Introduction
Introduction Statistics Contact Development Disclaimer Help
# taz.de -- Kampf gegen Rechtsextremismus in Sachsen: „Auf die Zivilgesellsch…
> Das Kulturbüro Sachsen berät die demokratische Stadtgesellschaft in
> Görlitz. Grit Hanneforth über Demokratiearbeit im ländlichen Raum.
Bild: Blick über Görlitz: auch die rechte Szene ist in der Stadt aktiv
taz: Frau Hanneforth, Sie haben in Görlitz – einer [1][Hochburg von
Rechtsextremen] – die bereits fünfte mobile Beratungsstelle gegen rechts in
Sachsen eröffnet. Worin besteht Ihre Arbeit?

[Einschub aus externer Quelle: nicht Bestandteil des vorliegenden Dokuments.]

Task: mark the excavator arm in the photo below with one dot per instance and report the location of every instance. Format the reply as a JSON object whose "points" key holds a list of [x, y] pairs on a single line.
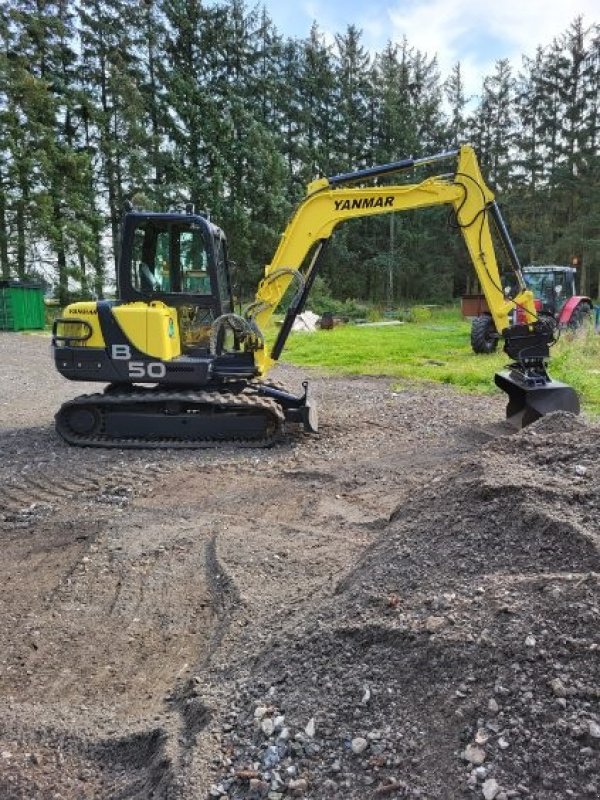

Grit Hanneforth: Wir beraten die Menschen, die sich engagieren, um
demokratische Grundstandards fortzuentwickeln, zu halten und Projekte und
Ideen zu entwickeln. Wir stärken die Zivilgesellschaft und die Engagierten,
machen Beobachtungen, Analysen und Monitoring mit Blick auf neonazistische
und rechte Strukturen. Wir versuchen, eine Sensibilisierung in den
jeweiligen Orten für die bestehenden Problemlagen zu erreichen.
Die Kolleginnen und Kollegen von der Opferberatung, mit denen wir das Büro
in Görlitz nun gemeinsam eröffnet haben, machen Monitoring mit der
Perspektive auf Betroffene von rechter und rassistischer Gewalt und beraten
diese. Erstmalig hatten wir als Träger im ländlichen Raum nun die
Möglichkeit, eine Beratungsstruktur aufzubauen, bei der mobile Beratung und
Opferberatung gemeinsam arbeiten können.
Warum macht es Sinn, diese beiden Ansätze zu verbinden?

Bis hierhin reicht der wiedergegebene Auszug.